Xu Gu, Yuchong Sun, Feiyue Ni, Shizhe Chen, Xihua Wang, Ruihua Song, Boyuan Li, Xiang Cao
A storyboard is a roadmap for video creation which consists of shot-by-shot images to visualize key plots in a text synopsis. Creating video storyboards however remains challenging which not only requires association between high-level texts and images, but also demands for long-term reasoning to make transitions smooth across shots. We propose a new task called Text synopsis to Video Storyboard (TeViS), which aims to retrieve an ordered sequence of images to visualize the text synopsis.

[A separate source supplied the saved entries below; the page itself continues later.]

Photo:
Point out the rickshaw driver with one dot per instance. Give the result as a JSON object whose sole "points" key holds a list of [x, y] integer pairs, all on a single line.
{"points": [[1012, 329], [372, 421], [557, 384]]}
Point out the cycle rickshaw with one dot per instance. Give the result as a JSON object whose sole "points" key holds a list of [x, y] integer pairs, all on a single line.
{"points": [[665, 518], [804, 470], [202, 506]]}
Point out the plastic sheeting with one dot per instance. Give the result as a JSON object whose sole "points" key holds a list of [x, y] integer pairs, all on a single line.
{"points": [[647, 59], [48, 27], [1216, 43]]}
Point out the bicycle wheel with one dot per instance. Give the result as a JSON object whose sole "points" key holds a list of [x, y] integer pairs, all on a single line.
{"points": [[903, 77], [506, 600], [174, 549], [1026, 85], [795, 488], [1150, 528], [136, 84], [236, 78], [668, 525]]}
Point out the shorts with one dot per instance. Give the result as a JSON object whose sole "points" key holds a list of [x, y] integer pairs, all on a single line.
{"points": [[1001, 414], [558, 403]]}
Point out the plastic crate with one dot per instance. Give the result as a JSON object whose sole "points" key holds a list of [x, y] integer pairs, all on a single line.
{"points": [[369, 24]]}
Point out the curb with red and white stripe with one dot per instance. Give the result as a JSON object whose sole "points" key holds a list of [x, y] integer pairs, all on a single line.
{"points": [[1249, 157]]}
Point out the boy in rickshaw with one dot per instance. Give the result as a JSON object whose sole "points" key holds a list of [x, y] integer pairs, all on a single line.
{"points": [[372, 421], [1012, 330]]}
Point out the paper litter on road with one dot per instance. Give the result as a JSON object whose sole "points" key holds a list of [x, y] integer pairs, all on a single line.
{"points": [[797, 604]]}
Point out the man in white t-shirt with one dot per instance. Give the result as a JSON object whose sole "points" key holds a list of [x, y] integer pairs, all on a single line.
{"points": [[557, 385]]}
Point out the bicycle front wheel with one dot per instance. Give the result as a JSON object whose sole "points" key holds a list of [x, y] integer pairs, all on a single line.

Previous works on text-to-image retrieval can only produce static images without considering the dynamics of shots in the video. Text-to-video works are able to retrieve or generate videos. Yet, most of them focus on short-term video clips with only a few seconds as shown in Fig. 1 (a). The images in these videos are highly redundant and cannot satisfy the requirement of a video storyboard for coherent keyframes. Previous works on visual storytelling works are proposed to visualize text with a sequence of images, but they care more about the text-image relevancy while omitting long-term reasoning to make transition smooth across keyframes (see Fig. 1 (b)). Moreover, the query texts in existing works are visually concrete and descriptive, making the models less generalizable to more abstract and high-level text synopses such as the synopsis in Fig. 1 (c).
(https://arxiv.org/abs/2301.00135)